Sporten en luisteren

Zo ging het ook met de eerdergenoemde jongere, Aziz. Hij begon voor het eerst te praten en emoties te delen. Over zijn vriendinnetje van wie niemand van mocht weten – zijn conservatieve ouders zeker niet. De coach sportte met hem en luisterde naar de jongen. De vertrouwensband groeide. Toen de opleiding aan het roc begon, ging de coach mee. Hij was aanwezig op de nieuwe school en kon daar tekst en uitleg geven aan de nieuwe mentor.

Müller: ‘We werken nauw samen met het mbo. De coach is elke week op school aanwezig. Zo is deze leerling steeds steviger komen te staan. Aziz werd niet meer zo snel boos, vocht niet meer. Het gaat goed met hem. De coach heeft hij niet meer nodig.’
Uit het onderzoek van KeTJAA bleek al hoe belangrijk dat laagdrempelige contact en de band tussen jongeren en coaches is. Bröcheler: ‘Het netwerk van deze jongeren is vaak klein, ze moeten veel zelf uitzoeken.’ Soms is er nog een hulpverlener in hun leven, maar wanneer ze 18 jaar worden, stopt die hulp. ‘Onze coaches komen heel dichtbij, ze zijn vaak de enigen die jongeren nog hebben. We weten uit allerlei onderzoek ook dat dit soort ankerfiguren in de nabijheid zo belangrijk zijn. Al is er maar één iemand die je ziet, dat kan echt verschil maken.’

Loslaten waar het kan

Er zijn inmiddels 15 coaches werkzaam op 4 locaties. ‘Een divers team dat qua achtergrond goed aansluit bij de leerlingenpopulatie van Orion’, zegt Müller. ‘Een mooie mix ook in leeftijd. De oudste coach is boven de 60, de jongste halverwege de 20. De coaches hebben allemaal een achtergrond als sociaal werker of komen uit het onderwijs. Op dit moment worden bijna 50 jongeren begeleid.’
De transfercoaches zijn géén hulpverleners, benadrukken de 2 collega’s. Ze staan naast de jongeren en laten los waar het kan. Müller: ‘Dat is voor mij de grote eyeopener.

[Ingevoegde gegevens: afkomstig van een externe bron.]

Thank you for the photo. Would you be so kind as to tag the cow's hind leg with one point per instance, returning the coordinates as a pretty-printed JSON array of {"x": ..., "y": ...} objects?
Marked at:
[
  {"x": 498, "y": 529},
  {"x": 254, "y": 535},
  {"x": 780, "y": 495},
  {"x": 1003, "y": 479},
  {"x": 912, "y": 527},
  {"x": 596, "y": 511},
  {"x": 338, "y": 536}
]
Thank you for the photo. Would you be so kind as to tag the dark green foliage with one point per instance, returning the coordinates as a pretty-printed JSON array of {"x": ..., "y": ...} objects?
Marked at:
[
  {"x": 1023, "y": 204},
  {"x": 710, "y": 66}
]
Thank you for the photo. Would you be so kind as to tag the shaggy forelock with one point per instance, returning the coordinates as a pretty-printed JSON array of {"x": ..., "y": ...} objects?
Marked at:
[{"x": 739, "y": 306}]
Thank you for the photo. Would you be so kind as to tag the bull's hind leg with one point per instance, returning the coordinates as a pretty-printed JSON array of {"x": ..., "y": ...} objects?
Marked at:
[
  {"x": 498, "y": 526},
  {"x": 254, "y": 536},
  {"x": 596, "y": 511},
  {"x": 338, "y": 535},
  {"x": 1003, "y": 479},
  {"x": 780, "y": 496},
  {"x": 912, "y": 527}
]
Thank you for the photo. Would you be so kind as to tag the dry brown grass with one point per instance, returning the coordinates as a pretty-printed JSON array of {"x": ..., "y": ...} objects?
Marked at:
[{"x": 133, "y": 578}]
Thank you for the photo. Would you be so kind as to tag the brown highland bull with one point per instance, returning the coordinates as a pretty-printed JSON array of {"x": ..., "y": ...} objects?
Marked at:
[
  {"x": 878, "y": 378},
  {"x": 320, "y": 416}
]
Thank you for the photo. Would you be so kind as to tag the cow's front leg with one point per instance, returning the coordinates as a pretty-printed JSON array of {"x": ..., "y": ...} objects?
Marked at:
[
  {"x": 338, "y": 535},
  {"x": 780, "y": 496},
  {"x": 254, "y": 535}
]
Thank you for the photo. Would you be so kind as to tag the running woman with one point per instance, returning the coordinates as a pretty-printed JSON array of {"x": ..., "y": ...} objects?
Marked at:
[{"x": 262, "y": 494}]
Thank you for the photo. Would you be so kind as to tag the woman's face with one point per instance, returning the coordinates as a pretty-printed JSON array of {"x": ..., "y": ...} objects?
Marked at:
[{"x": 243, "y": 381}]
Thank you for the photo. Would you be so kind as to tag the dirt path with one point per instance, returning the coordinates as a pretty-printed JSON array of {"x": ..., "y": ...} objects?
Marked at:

We leren jongeren op eigen benen staan en dat vraagt nogal wat van de coaches, zie ik in de praktijk. Professionals willen toch graag helpen – even dat telefoontje plegen – maar je moet ze ook laten falen. De bal laten vallen, noem ik het altijd, en vervolgens voorkomen dat de bal de volgende keer weer valt. Wat heb je zelf gedaan voordat je mij belde?’

Duurzame ondersteuning

Uit de 2 deelonderzoeken die binnen KeTJAA zijn uitgevoerd in het project ‘Transferbegeleiding aan jongeren in kwetsbare onderwijsposities’, blijkt het belang van duurzame ondersteuning. Bij Orion zijn de ervaringen van zowel leerlingen als coaches positief. Bröcheler: ‘We evalueren onze werkwijze voortdurend – zowel ouders, jongeren als de professionals zijn bevraagd. De jongeren die aan de pilot deelnamen, zijn 3 keer geïnterviewd. Al deze kennis heeft ons geholpen en we zien dat de zachte landing werkt.’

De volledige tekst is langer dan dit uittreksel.